Justiça ordena que hospital só atenda pelo SUS

Promotor argumenta que hospital foi construído com dinheiro público
A juíza da 2ª Vara Cível de Pirapora, Mônica Silveira Vieira, determinou que a Fundação Hospitalar Dr. Moisés Magalhães Freire (FHMMF), no município de Pirapora, na região Norte de Minas, atenda apenas os usuários do Sistema Único de Saúde (SUS). A decisão liminar foi requerida pelo Ministério Público Estadual (MPE) por meio de uma ação civil pública ajuizada em novembro do ano passado, contra a fundação e contra o município.

O prazo concedido pela magistrada é de 90 dias para que o hospital deixe de prestar qualquer serviço ou atendimento particular sob pena de multa diária de R$ 20 mil.

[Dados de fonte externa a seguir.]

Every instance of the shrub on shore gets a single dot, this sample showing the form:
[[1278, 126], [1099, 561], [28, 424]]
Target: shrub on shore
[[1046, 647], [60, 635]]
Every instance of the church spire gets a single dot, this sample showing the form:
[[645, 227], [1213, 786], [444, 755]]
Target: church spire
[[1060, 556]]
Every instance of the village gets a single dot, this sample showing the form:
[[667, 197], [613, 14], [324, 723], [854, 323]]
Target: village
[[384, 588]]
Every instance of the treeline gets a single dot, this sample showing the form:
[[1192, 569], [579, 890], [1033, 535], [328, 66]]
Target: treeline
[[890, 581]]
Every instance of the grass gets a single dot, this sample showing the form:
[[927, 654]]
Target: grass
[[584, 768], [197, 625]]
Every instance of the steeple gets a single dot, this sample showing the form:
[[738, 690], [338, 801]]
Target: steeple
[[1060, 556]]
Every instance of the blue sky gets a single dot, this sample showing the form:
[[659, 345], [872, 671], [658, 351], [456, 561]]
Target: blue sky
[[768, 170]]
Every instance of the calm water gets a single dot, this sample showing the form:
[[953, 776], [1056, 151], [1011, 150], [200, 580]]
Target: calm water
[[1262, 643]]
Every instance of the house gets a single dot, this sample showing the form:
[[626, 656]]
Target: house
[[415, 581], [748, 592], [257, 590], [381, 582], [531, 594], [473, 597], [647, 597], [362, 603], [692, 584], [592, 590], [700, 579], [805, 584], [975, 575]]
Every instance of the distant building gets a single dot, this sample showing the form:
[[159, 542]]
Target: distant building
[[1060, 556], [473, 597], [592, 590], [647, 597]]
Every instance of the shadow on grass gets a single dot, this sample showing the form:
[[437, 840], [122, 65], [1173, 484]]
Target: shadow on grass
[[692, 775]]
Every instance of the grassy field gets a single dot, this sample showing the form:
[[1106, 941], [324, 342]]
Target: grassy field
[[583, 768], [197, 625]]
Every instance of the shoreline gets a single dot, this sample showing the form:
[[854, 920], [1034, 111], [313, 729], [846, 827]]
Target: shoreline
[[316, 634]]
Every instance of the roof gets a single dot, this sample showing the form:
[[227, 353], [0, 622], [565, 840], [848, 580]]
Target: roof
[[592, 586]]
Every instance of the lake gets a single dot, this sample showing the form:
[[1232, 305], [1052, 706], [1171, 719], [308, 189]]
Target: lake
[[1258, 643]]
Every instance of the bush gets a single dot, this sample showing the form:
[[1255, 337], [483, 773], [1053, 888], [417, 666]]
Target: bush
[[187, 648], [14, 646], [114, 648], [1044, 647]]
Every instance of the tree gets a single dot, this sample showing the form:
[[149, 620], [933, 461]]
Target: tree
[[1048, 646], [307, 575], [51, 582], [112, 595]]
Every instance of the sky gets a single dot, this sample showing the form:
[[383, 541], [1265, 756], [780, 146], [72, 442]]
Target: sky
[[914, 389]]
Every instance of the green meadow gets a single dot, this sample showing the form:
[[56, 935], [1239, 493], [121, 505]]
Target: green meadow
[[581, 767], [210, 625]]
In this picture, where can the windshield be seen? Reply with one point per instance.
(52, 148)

O município tem a responsabilidade de fiscalizar o cumprimento da medida e também garantir que os pacientes internados por planos particulares tenham o tratamento concluído.

Segundo o MPE, a intenção é assegurar que a fundação, que é uma entidade instituída para atuar como um hospital público, atue ‘corretamente’, uma vez que ele foi construído com recursos públicos. O promotor Gustavo Augusto Pereira de Carvalho Rolla entende que a fundação atuava apenas como prestadora privada de serviços. "O SUS, que deveria ser a essência da fundação, vem sendo tratado como se fosse apenas mais um de seus convênios privado", afirma Rolla.

Não bastasse isso, conforme o Ministério Público, a unidade disponibilizava parte de sua capacidade operacional para atendimento de pacientes particulares e de convênios privados.

Prejuízos. Ainda de acordo com o MPE, vários usuários do hospital que utilizavam o serviço pelo SUS reclamaram de terem sido redirecionados para o atendimento privado. "Os pacientes estavam sendo cobrados pelos serviços privados", denunciou o promotor.
A reportagem tentou falar com a direção do hospital, sem sucesso.